Account managers aren’t losing deals, they’re losing access.
Think of account managers like a wholesome version of a government lobbyist. It is their job to know key players, their hobbies, and underlying decision drivers. They map positions, influence, role changes, who just had a kid and whose pet died. They take you to the ball game. Or perhaps I should say, they did.
I spend a lot of time talking with companies who manage enterprise accounts, and the recurring theme I hear is, “we can’t even get in the door anymore.” And that’s not their tier two, three, or even four customers. That’s their top 50.
When they do get a wedge in, it is less frequently with decision makers. So if you think your account managers are lazy, they are probably not. They have woken up in an alternate reality where everything they have always done no longer works. And the wheels are spinning.
We have always been told that it is easier to keep a customer than to find a new one, but that is holding less true today.
It is common knowledge that 80% of new buying decisions are made before a customer ever contacts a vendor. What is less commonly discussed is that the same trend is now being applied to existing accounts. I spoke with a company last week that had no idea a top customer was going to tender for contract renewal until it was too late.
Those surprises hurt, and they have a major impact on account revenue and forecast. What could once be predicted by lagging indicators such as “what we did this quarter last year,” or relationship based signals like “they have told us the account is solid,” can’t anymore. Customers are quiet quitting before you even get a chance to ask about Aunt Betty’s latest health crisis.
With C-suite time heavily guarded, account management conversations become operational, not strategic. Decisions are about price, not value. And you do not get a chance to articulate that value if you cannot get behind the iron curtain.
Everything has changed. Well, maybe not everything. How enterprise customers engage has changed. How decisions are made has changed. But how we manage accounts has not.
Here are five ways to rethink your quarterly or monthly business reviews to differentiate, build trust, get you in the room and keep you there.
1. Bring insight, not updates
If your meeting can be replaced by a dashboard, a PDF, or an email, it will be.
Executives do not need more data. They need interpretation.
2. Show them something they do not already know
The fastest way to build trust is to surface a blind spot, even if it is your own.
Do not hide a missed SLA or unresolved service ticket.

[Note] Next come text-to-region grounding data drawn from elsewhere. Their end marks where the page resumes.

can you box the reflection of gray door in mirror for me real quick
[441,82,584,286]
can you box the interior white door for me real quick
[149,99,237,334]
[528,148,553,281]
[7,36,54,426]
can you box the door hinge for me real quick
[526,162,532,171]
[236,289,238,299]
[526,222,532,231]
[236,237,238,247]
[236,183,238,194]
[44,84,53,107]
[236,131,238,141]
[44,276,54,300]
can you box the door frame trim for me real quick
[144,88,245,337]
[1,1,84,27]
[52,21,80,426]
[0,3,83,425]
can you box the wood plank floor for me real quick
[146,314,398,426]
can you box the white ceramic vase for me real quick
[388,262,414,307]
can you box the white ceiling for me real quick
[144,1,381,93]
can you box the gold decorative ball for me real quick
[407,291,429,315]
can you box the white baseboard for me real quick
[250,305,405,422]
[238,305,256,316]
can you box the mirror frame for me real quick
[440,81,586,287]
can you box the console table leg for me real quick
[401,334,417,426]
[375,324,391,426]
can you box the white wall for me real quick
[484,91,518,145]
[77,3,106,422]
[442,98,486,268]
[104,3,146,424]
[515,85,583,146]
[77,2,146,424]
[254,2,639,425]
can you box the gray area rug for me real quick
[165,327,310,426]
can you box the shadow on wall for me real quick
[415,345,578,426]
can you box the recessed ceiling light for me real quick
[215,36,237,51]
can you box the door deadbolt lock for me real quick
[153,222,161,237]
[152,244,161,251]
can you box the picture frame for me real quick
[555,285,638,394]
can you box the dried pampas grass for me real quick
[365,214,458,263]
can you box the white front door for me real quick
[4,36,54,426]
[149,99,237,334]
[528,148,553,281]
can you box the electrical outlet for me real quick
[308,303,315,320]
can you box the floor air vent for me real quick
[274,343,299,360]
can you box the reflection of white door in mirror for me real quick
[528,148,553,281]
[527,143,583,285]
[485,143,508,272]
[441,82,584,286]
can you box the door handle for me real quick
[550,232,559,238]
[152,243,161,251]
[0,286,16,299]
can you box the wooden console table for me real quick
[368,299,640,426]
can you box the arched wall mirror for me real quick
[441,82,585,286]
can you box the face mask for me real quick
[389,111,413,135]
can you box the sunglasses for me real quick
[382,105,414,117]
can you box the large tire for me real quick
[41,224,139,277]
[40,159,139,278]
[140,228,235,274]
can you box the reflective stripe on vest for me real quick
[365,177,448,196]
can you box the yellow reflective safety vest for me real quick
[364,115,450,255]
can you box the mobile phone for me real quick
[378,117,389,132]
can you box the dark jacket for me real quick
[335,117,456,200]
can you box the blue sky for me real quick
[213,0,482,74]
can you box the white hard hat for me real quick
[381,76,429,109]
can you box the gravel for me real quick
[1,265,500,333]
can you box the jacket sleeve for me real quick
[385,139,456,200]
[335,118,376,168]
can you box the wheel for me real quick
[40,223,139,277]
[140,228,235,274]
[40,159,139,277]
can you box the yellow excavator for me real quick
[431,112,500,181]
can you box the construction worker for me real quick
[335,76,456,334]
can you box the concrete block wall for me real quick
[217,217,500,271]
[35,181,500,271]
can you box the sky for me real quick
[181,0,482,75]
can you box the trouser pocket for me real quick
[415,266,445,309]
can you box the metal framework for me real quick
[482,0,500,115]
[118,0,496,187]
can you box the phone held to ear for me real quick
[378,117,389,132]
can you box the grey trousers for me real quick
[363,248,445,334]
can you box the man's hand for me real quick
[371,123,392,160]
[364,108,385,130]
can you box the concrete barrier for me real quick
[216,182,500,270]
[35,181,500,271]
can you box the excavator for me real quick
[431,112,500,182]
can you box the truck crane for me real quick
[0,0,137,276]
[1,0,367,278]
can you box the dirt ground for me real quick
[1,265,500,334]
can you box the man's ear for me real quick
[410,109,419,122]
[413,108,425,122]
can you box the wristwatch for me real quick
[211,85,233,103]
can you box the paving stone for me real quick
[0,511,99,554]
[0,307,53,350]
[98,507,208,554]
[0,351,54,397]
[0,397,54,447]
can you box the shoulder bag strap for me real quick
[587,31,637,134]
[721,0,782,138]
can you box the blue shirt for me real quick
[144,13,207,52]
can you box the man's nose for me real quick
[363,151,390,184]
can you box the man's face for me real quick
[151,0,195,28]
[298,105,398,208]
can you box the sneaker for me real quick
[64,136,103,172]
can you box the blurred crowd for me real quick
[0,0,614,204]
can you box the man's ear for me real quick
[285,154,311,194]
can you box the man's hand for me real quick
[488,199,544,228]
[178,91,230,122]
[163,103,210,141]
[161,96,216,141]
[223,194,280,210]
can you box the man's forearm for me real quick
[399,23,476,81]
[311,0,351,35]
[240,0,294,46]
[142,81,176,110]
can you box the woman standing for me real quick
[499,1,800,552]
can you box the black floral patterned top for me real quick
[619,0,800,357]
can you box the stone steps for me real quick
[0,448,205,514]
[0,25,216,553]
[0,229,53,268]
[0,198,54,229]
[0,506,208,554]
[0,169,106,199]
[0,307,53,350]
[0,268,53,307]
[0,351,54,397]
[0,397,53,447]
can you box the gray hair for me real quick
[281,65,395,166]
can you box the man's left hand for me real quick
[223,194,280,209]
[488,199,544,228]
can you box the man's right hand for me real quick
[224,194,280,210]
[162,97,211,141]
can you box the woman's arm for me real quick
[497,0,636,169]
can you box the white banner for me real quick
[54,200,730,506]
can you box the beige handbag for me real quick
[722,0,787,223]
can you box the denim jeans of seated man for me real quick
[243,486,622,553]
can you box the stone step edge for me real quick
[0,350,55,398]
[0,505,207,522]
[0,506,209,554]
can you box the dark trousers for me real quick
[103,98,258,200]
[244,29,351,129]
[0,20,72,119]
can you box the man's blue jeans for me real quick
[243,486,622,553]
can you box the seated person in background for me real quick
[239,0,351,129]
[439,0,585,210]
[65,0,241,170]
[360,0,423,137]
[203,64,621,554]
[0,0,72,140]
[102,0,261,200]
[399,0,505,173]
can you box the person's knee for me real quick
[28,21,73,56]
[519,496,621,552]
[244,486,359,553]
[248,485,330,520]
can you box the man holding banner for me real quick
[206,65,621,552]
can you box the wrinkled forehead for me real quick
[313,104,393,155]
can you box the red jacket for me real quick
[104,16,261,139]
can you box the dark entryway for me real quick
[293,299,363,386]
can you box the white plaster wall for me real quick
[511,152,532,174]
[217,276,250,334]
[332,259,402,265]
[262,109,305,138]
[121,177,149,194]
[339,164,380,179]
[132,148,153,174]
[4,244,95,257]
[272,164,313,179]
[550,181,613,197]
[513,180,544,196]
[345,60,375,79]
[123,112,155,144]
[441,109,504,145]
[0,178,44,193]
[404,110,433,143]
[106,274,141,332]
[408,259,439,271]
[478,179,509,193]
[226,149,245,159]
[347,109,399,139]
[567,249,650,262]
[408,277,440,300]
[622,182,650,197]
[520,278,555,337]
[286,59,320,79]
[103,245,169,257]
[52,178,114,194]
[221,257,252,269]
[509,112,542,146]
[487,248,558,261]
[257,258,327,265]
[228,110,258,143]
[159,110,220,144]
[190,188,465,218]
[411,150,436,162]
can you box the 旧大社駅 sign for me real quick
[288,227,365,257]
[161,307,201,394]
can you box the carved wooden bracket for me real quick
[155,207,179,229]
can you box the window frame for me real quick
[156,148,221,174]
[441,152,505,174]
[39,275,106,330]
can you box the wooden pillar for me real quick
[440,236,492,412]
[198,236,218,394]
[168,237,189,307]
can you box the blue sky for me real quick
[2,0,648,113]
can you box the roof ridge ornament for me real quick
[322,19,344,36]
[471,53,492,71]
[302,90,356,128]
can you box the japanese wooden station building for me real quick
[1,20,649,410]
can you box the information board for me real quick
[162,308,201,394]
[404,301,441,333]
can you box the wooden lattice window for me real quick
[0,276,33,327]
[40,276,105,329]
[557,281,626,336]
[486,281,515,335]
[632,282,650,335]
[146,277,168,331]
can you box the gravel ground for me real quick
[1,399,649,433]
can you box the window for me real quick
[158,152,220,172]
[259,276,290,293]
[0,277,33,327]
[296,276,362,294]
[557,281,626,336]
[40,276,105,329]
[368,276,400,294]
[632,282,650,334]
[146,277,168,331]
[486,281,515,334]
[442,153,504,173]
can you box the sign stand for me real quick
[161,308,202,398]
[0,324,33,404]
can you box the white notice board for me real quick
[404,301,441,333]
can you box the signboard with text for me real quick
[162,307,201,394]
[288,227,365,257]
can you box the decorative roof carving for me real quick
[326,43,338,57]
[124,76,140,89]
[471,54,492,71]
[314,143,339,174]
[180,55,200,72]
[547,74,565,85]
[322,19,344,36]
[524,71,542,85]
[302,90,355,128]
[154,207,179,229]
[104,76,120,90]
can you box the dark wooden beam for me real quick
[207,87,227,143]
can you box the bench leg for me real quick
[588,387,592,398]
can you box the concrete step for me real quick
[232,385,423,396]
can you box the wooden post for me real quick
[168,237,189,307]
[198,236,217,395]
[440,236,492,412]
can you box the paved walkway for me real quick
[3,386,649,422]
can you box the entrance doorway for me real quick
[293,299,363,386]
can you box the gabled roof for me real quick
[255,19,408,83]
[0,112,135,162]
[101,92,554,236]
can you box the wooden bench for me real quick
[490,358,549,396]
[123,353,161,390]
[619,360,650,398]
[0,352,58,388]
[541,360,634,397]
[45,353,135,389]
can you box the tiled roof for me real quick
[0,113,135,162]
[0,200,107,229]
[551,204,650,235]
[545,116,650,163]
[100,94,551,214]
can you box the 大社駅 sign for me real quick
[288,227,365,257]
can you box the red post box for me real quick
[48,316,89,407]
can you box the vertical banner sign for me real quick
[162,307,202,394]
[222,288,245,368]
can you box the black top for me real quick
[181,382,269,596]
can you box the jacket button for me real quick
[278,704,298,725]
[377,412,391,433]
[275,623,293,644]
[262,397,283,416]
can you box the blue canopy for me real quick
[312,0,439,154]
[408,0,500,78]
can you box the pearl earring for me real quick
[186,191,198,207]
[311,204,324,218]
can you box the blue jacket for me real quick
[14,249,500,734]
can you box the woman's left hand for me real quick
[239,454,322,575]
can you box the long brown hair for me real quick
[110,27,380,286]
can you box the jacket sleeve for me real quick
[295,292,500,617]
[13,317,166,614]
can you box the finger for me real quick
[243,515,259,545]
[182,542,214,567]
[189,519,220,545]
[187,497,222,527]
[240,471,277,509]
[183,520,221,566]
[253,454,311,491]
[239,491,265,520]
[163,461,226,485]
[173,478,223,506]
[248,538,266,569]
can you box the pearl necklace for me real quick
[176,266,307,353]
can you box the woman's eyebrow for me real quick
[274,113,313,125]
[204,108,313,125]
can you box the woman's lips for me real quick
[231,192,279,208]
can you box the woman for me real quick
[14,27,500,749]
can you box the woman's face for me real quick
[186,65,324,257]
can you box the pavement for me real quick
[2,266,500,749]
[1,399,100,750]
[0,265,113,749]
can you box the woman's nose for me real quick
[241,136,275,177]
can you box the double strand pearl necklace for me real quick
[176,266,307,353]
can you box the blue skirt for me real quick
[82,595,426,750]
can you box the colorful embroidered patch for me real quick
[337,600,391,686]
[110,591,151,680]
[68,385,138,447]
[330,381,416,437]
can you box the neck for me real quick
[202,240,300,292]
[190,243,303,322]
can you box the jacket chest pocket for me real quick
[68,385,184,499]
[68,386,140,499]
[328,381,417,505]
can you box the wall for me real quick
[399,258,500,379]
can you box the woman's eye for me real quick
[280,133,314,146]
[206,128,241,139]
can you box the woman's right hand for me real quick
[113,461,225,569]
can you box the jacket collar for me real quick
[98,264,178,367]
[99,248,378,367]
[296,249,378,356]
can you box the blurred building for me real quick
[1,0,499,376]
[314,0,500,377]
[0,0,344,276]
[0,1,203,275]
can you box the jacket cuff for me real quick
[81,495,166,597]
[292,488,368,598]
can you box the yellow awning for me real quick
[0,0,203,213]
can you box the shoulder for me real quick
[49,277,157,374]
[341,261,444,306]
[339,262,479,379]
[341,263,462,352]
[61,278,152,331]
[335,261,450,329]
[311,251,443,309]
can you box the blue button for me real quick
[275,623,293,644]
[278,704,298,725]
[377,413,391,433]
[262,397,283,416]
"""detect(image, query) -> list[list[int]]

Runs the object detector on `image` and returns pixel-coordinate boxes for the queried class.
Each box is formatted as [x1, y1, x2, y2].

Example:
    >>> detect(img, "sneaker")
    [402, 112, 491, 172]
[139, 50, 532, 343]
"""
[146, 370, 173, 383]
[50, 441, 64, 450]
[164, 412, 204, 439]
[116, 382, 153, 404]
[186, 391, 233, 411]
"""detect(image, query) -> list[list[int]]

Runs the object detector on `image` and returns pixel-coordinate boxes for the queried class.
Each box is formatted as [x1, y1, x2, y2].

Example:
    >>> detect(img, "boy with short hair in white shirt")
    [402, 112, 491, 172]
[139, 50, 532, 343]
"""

Explain why, what you are doing about it, and how it sits within the broader context of what is working well. Surface risks and optimisation opportunities.
3. Augment relationship signals with behavioural signals
“Everything feels fine” is no longer a strategy. Use tools that keep you in the room long after you have left.
Account health should be based on what customers do, not what they say. Track engagement, usage, and responsiveness at a stakeholder specific level.
4. Give them a single view of their business with you
Your customer does not experience you in silos, but companies often report that way.
Bring together every service, touchpoint, and outcome into one clear view of how you are performing across the relationship.
5. Create moments worth attending
You are not competing with other vendors. You are competing with internal priorities.
If your touchpoints are not designed to provoke decisions, not just discussion, they will be deprioritised. How you show up is your competitive advantage, so give your customers something they will remember for the right reasons.